The Nazis were very fond of doing this:
A bleak example from the Holocaust was the Sonderkommando, inmates in Auschwitz who were given good food, cigarettes and lodging by camp standards in exchange for doing the gruesome work of cleaning up and burning all the bodies produced by the gas chambers. While useful, they were also dangerous, as they knew in intricate detail what was going on and how it was being carried out. As a result, Sonderkommandos were regularly gassed and replaced, with the first duty of the replacements being to collect and burn the bodies of their predecessors.

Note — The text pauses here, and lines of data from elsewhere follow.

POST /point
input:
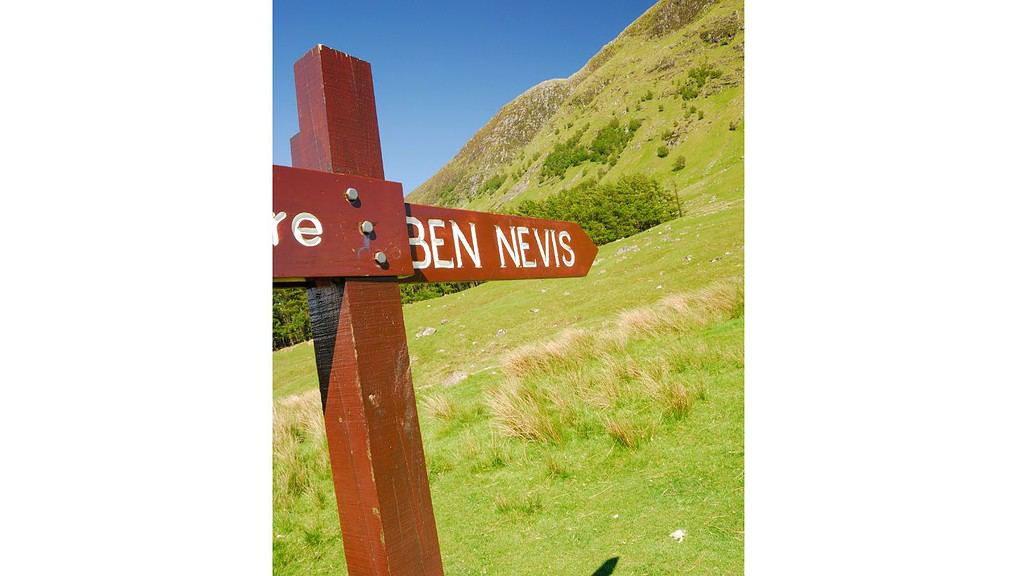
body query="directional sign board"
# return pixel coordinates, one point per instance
(320, 232)
(450, 245)
(334, 225)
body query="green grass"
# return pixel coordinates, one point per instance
(653, 67)
(509, 505)
(639, 402)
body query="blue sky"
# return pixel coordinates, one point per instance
(440, 69)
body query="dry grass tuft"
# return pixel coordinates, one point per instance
(518, 413)
(590, 380)
(439, 407)
(678, 397)
(298, 422)
(682, 312)
(627, 432)
(570, 346)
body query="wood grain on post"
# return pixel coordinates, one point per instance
(373, 429)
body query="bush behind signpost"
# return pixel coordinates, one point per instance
(607, 212)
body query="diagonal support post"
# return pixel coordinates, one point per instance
(373, 430)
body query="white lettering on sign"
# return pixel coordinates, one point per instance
(418, 240)
(301, 233)
(276, 220)
(474, 251)
(513, 252)
(563, 239)
(435, 242)
(545, 252)
(304, 235)
(517, 246)
(523, 246)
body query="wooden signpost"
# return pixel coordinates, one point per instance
(346, 234)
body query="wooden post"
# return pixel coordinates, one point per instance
(373, 432)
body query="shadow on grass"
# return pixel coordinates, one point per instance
(607, 568)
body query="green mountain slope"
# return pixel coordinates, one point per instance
(646, 75)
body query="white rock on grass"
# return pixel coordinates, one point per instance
(454, 378)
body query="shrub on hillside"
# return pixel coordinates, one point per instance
(611, 139)
(291, 319)
(564, 156)
(492, 183)
(416, 292)
(609, 211)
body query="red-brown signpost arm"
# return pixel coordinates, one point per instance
(373, 430)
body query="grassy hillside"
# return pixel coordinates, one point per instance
(569, 421)
(649, 75)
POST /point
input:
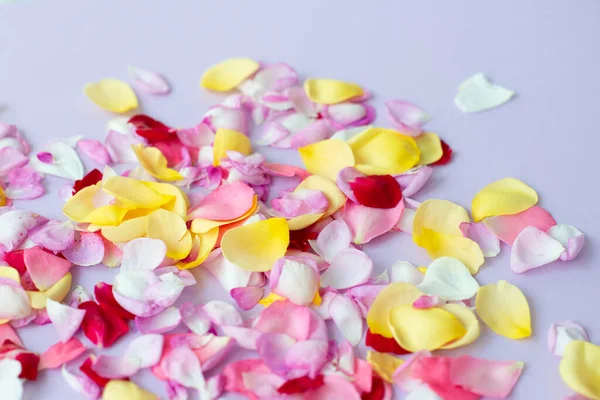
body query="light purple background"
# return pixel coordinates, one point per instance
(420, 51)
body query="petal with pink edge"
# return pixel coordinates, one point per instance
(348, 318)
(487, 378)
(349, 268)
(367, 223)
(534, 248)
(562, 333)
(66, 319)
(407, 117)
(570, 237)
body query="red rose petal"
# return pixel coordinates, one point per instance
(383, 344)
(91, 178)
(377, 191)
(301, 385)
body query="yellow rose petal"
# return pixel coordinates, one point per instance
(126, 390)
(153, 161)
(202, 245)
(334, 195)
(430, 146)
(331, 91)
(384, 364)
(504, 308)
(256, 246)
(133, 192)
(327, 157)
(380, 151)
(444, 245)
(112, 95)
(56, 292)
(171, 229)
(228, 74)
(229, 139)
(580, 368)
(468, 319)
(393, 295)
(424, 329)
(504, 197)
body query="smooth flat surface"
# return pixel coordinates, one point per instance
(547, 51)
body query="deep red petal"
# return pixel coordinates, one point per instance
(377, 191)
(446, 155)
(91, 178)
(107, 302)
(383, 344)
(301, 385)
(29, 365)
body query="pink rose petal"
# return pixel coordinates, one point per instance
(367, 223)
(533, 248)
(484, 377)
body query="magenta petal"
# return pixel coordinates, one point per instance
(367, 223)
(487, 378)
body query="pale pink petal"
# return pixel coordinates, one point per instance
(221, 313)
(296, 279)
(562, 333)
(487, 241)
(484, 377)
(334, 238)
(406, 117)
(534, 248)
(247, 297)
(148, 81)
(147, 349)
(61, 353)
(348, 318)
(115, 367)
(508, 227)
(570, 237)
(54, 235)
(350, 267)
(88, 250)
(44, 268)
(66, 319)
(162, 322)
(367, 223)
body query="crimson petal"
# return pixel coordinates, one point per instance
(377, 191)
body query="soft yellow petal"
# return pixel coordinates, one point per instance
(256, 246)
(394, 295)
(504, 308)
(384, 364)
(431, 148)
(229, 139)
(441, 245)
(580, 368)
(126, 231)
(153, 161)
(381, 151)
(424, 329)
(56, 292)
(334, 195)
(133, 192)
(126, 390)
(179, 204)
(172, 230)
(504, 197)
(228, 74)
(202, 245)
(442, 216)
(468, 319)
(327, 157)
(112, 95)
(331, 91)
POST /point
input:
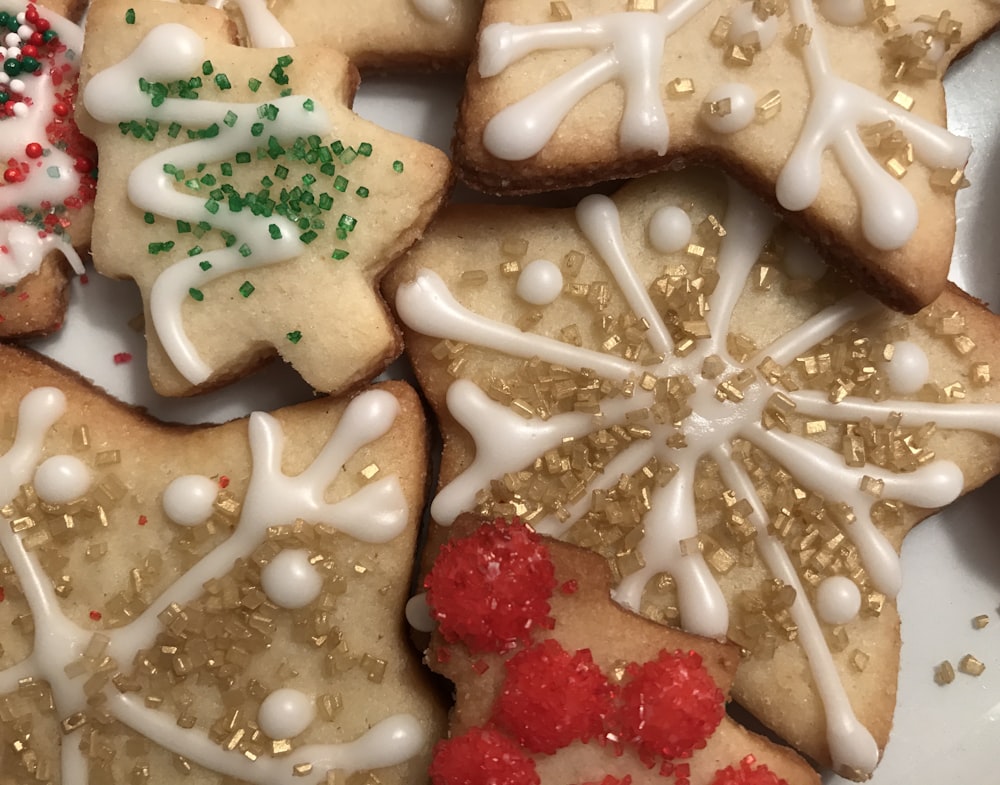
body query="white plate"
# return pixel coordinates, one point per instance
(951, 562)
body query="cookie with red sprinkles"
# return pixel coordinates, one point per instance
(254, 210)
(47, 167)
(584, 692)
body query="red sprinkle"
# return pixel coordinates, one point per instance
(481, 757)
(670, 706)
(492, 588)
(747, 774)
(551, 698)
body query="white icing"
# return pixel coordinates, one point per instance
(540, 282)
(506, 442)
(376, 514)
(190, 500)
(729, 108)
(286, 713)
(290, 581)
(62, 479)
(838, 599)
(113, 95)
(747, 25)
(670, 229)
(909, 370)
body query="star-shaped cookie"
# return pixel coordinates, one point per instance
(213, 603)
(833, 112)
(254, 210)
(557, 684)
(673, 379)
(47, 180)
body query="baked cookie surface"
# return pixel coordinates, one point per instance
(253, 209)
(212, 603)
(47, 184)
(834, 114)
(672, 379)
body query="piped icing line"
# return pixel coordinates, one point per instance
(628, 47)
(375, 514)
(852, 746)
(115, 95)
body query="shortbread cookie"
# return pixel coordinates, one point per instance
(254, 210)
(49, 168)
(372, 33)
(671, 378)
(211, 604)
(567, 687)
(832, 111)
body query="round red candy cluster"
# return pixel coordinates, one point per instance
(747, 774)
(490, 590)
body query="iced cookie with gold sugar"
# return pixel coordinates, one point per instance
(211, 604)
(833, 111)
(557, 684)
(673, 379)
(47, 186)
(254, 210)
(373, 33)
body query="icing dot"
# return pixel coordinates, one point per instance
(729, 107)
(670, 229)
(909, 370)
(290, 581)
(285, 713)
(188, 500)
(745, 22)
(62, 479)
(540, 282)
(838, 600)
(844, 12)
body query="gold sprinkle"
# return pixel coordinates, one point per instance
(971, 665)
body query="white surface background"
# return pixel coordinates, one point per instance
(951, 562)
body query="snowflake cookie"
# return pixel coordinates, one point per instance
(210, 604)
(673, 379)
(832, 110)
(556, 684)
(47, 186)
(246, 200)
(372, 33)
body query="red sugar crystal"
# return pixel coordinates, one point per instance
(670, 706)
(481, 757)
(747, 774)
(551, 698)
(492, 588)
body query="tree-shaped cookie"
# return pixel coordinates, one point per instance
(831, 110)
(557, 684)
(47, 182)
(254, 210)
(672, 379)
(216, 604)
(372, 33)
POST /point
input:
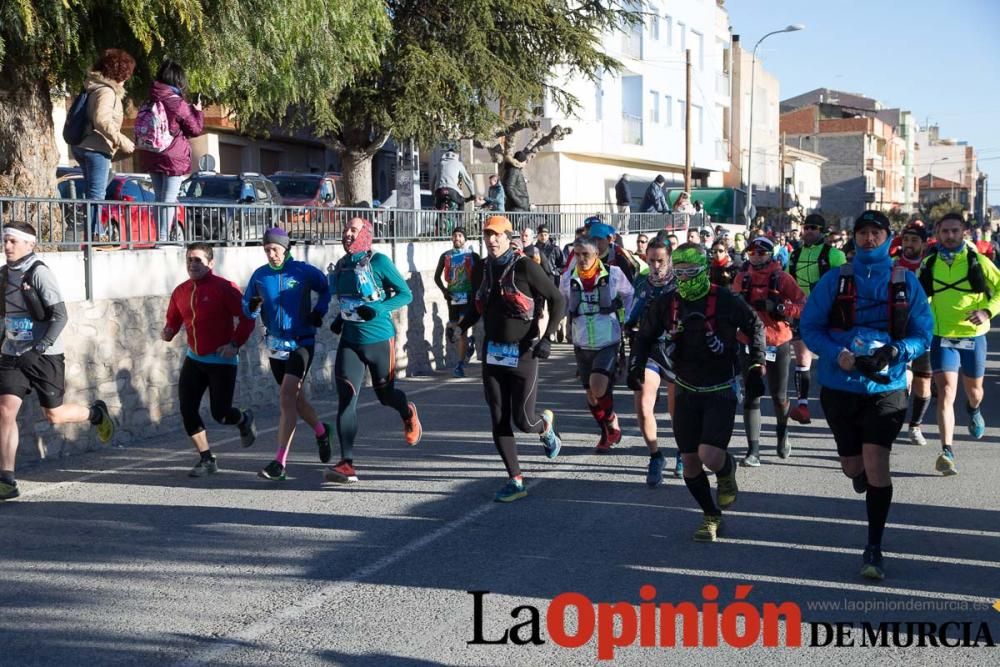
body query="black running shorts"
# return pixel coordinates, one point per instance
(857, 419)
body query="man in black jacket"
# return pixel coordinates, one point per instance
(701, 322)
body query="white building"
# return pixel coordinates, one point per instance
(633, 121)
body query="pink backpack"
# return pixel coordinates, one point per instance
(152, 128)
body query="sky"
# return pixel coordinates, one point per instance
(938, 60)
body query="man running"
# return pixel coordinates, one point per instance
(368, 288)
(594, 293)
(206, 305)
(913, 244)
(458, 274)
(33, 317)
(776, 298)
(866, 321)
(701, 322)
(280, 293)
(810, 262)
(648, 288)
(507, 298)
(964, 289)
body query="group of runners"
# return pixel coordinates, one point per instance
(878, 325)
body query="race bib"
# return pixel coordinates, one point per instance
(503, 354)
(19, 328)
(959, 343)
(280, 348)
(349, 308)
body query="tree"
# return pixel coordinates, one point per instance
(461, 68)
(267, 61)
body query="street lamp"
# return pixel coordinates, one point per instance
(753, 75)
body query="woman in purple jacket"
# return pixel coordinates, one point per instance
(186, 121)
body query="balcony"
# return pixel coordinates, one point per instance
(631, 129)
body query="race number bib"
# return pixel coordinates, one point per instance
(19, 328)
(959, 343)
(280, 348)
(503, 354)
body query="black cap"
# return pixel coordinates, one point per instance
(876, 218)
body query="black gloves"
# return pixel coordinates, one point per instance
(755, 383)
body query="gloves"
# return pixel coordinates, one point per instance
(755, 383)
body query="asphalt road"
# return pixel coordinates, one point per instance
(117, 557)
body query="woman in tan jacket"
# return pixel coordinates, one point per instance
(103, 140)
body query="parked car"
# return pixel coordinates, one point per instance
(224, 207)
(312, 199)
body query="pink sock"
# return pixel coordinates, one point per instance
(282, 455)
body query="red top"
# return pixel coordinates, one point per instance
(777, 332)
(207, 308)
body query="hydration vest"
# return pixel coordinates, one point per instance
(976, 278)
(368, 289)
(37, 309)
(842, 315)
(517, 304)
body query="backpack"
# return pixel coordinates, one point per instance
(75, 127)
(37, 309)
(152, 128)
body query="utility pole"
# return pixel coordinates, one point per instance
(687, 123)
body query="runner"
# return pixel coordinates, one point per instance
(776, 298)
(368, 288)
(206, 306)
(506, 301)
(807, 265)
(658, 369)
(34, 315)
(866, 321)
(280, 294)
(911, 254)
(964, 290)
(458, 274)
(701, 322)
(594, 294)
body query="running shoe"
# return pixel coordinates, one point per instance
(726, 489)
(324, 444)
(412, 430)
(871, 567)
(550, 439)
(946, 463)
(273, 471)
(511, 491)
(342, 473)
(9, 490)
(977, 425)
(106, 425)
(784, 447)
(917, 437)
(800, 413)
(654, 474)
(248, 429)
(204, 467)
(708, 531)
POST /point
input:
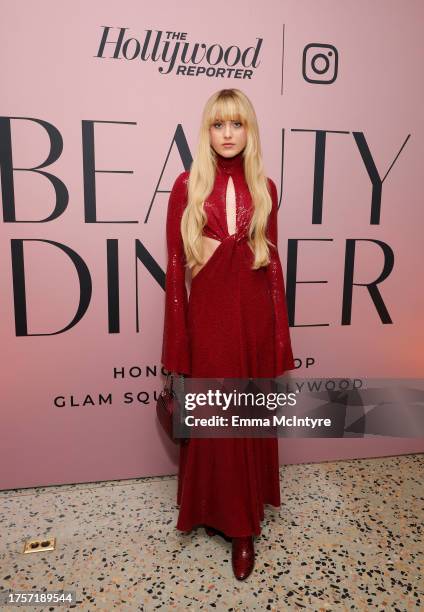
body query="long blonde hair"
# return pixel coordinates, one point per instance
(227, 105)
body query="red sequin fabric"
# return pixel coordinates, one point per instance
(233, 324)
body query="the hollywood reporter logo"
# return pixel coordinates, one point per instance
(173, 51)
(320, 63)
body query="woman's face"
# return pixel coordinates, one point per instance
(228, 137)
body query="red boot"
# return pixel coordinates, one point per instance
(211, 531)
(243, 557)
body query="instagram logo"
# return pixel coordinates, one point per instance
(319, 63)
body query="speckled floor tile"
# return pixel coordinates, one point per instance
(348, 536)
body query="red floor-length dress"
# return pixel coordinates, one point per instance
(233, 325)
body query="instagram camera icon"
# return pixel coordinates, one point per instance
(319, 63)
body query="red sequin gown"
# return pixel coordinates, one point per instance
(233, 325)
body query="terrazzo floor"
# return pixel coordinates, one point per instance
(348, 536)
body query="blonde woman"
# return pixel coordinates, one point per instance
(222, 227)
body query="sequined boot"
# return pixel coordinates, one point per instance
(243, 557)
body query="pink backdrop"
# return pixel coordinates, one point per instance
(50, 73)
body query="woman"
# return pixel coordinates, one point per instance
(222, 226)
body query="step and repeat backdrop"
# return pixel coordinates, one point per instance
(100, 107)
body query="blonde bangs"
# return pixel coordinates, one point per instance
(227, 108)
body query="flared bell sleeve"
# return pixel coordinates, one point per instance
(283, 349)
(176, 346)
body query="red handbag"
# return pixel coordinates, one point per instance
(167, 406)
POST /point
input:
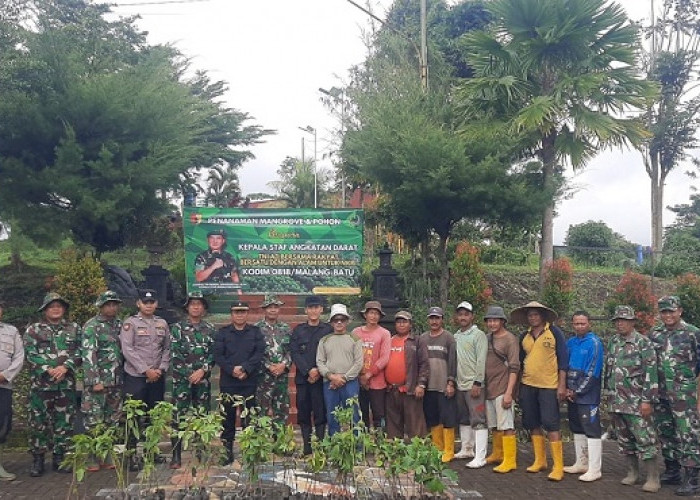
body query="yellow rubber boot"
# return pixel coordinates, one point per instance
(540, 462)
(557, 473)
(437, 437)
(449, 440)
(496, 456)
(510, 451)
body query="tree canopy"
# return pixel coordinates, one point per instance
(97, 126)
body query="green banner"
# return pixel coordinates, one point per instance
(290, 251)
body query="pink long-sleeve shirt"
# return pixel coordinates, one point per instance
(376, 345)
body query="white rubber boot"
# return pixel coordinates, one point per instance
(481, 443)
(581, 464)
(466, 436)
(595, 461)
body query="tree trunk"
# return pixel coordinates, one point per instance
(547, 245)
(444, 270)
(657, 206)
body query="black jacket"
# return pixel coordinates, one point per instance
(244, 348)
(303, 345)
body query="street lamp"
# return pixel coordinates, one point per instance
(311, 130)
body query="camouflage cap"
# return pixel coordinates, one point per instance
(624, 312)
(669, 303)
(271, 300)
(108, 296)
(217, 232)
(197, 295)
(53, 297)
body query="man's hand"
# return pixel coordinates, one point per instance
(277, 369)
(476, 391)
(152, 375)
(507, 401)
(196, 377)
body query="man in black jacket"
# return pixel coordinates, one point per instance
(302, 347)
(238, 351)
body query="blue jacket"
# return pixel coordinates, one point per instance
(585, 367)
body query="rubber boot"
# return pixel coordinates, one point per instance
(581, 464)
(57, 461)
(466, 438)
(320, 431)
(595, 461)
(6, 476)
(557, 473)
(510, 450)
(632, 471)
(481, 443)
(498, 448)
(691, 483)
(306, 438)
(538, 447)
(672, 474)
(448, 453)
(176, 461)
(437, 437)
(37, 469)
(228, 448)
(652, 485)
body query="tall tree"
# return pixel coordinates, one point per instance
(561, 74)
(94, 123)
(672, 62)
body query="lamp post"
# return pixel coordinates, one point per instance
(311, 130)
(338, 94)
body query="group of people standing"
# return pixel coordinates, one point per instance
(407, 384)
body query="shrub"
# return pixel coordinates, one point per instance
(79, 280)
(467, 281)
(688, 289)
(558, 291)
(633, 290)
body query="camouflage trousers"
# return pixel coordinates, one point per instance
(51, 416)
(635, 435)
(666, 430)
(102, 407)
(687, 424)
(272, 397)
(186, 395)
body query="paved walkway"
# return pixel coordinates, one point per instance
(480, 483)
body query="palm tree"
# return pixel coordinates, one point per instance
(560, 74)
(222, 186)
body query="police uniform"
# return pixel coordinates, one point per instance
(52, 404)
(11, 361)
(102, 362)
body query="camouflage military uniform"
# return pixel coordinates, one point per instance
(273, 392)
(102, 362)
(631, 379)
(52, 405)
(678, 424)
(224, 273)
(191, 348)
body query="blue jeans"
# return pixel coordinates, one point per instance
(338, 398)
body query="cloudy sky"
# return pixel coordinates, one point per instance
(275, 54)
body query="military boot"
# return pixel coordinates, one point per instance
(57, 461)
(672, 474)
(691, 483)
(37, 465)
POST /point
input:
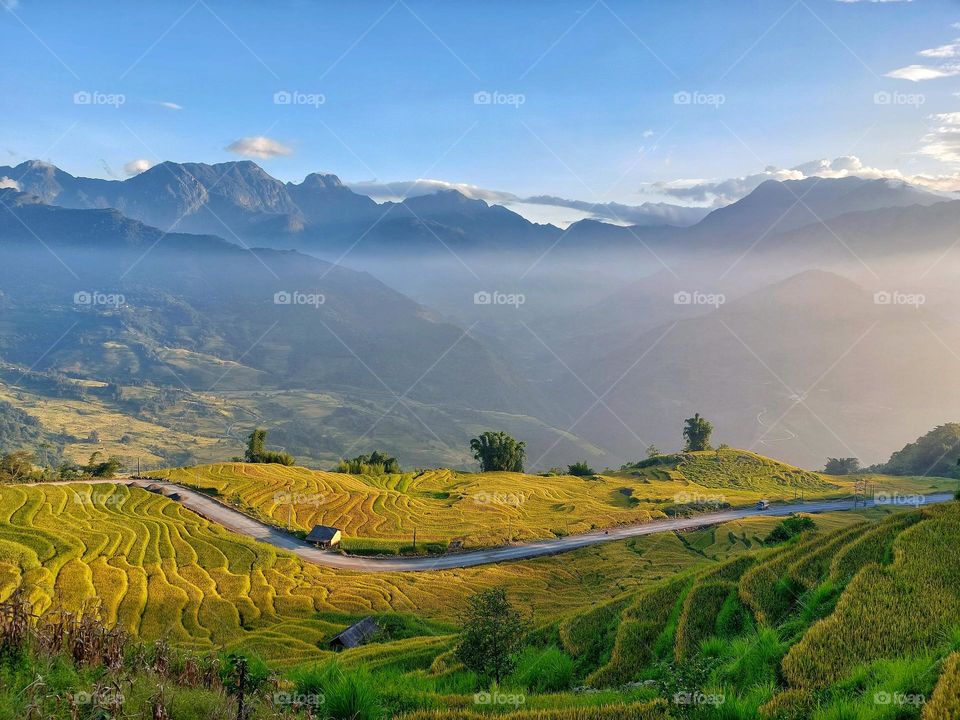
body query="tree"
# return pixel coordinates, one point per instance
(491, 636)
(256, 453)
(841, 466)
(696, 432)
(96, 467)
(17, 467)
(376, 463)
(580, 469)
(497, 451)
(255, 442)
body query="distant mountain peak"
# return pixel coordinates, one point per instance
(320, 180)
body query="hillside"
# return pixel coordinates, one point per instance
(378, 514)
(709, 612)
(200, 326)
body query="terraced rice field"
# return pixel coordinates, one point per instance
(379, 513)
(158, 569)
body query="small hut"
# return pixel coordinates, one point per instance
(355, 635)
(324, 536)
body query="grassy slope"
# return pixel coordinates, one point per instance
(488, 509)
(161, 570)
(156, 568)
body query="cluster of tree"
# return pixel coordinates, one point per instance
(696, 433)
(841, 466)
(20, 467)
(789, 528)
(257, 452)
(498, 452)
(580, 469)
(492, 635)
(376, 463)
(933, 454)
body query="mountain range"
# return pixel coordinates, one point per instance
(204, 313)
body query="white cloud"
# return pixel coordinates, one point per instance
(395, 191)
(944, 146)
(943, 140)
(916, 73)
(135, 167)
(943, 53)
(258, 146)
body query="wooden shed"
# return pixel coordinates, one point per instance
(324, 536)
(354, 635)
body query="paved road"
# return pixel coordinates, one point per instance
(238, 522)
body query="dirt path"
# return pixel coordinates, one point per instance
(245, 525)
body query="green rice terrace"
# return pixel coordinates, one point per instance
(144, 608)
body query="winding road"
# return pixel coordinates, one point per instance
(245, 525)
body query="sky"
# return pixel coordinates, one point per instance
(688, 102)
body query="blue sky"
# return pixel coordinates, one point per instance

Another prominent Nazi-example: The SA. The Sturmabteilung was vital to the NSDAP's (and Hitler's) rise to power, however, only two years later, the SA was forcibly disbanded during the Night of The Long Knives (aka Operation Hummingbird, aka Röhm Putsch). Most of its high-ranking officers were killed either right then and there or soon after.
Nazi Germany did this to a lot of countries during World War II, including Vichy France after the Allies landed in French North Africa (nominal Vichiyite territory), Italy after the Allies landed in Sicily, and Hungary after they tried to defect. The bungled-up attempt to do this to the Soviet Union (after much initial cooperation, including the joint invasion of Poland and the Soviets providing Germany with resources to fight against France and Britain) sowed much of the seeds of the Nazis' downfall.
There's a legend concerning Napoleon's invasion of Russia. When he finally entered Moscow, he allegedly saw a gigantic golden cross on one of the Kremlin's temples, and wanted it as a trophy. His soldiers could not reach it, but a Russian, a former bellringer, agreed to help. When he finally leveled the cross down, Napoleon ordered the bellringer to be shot... for a treason against Russia.
This happens a lot in Chinese history, especially with the founders of new dynasties, who weaken, or often outright kill, their powerful generals and supporters once their enemies are defeated. There's no point in keeping Four Star Badasses around when the only side they can possibly put their skills to use against is yours.
This is usually averted with secret agents; any people they can coerce into helping them are better alive than dead, especially if they can provide further services in the future.
When France surrendered in World War II, the British Navy attacked and destroyed their fleet at Mers El-Kebir in order to prevent it being used against the UK, killing 1,297 French sailors.
A few months after World War II ended in Europe, Winston Churchill was voted out of office. While he had been a popular and heroic wartime leader, voters were scepitcal about his ability to govern in peacetime and much preferred the plans offered by the Labour Party.
A lot of websites that rely on user contributions to run, particularly some of the more stuffy wikis, have this attitude about their users. As soon as a user ticks off a moderator, makes a poor contribution, or in any way becomes a liability they label that user as a Troll and lay down a ban regardless of the positive contributions that user has made.
Kim Jong Un's pulled this on his own uncle Jang Song Thaek. Jang was the number 2 power in the entire country and helped Kim consolidate power after the death of his father. As soon as that was done, he was hit with countless charges that may or may not even be true, hauled off and executed, and even retroactively removed from all photos.
It is assumed USSR executed Raoul Wallenberg for this exact reason. GPU captured Wallenberg in Budapest, in order to blackmail Sweden on him after the war. He was intended to be exchanged to Soviet refugees in Sweden. As Sweden refused to co-operate, Wallenberg was executed.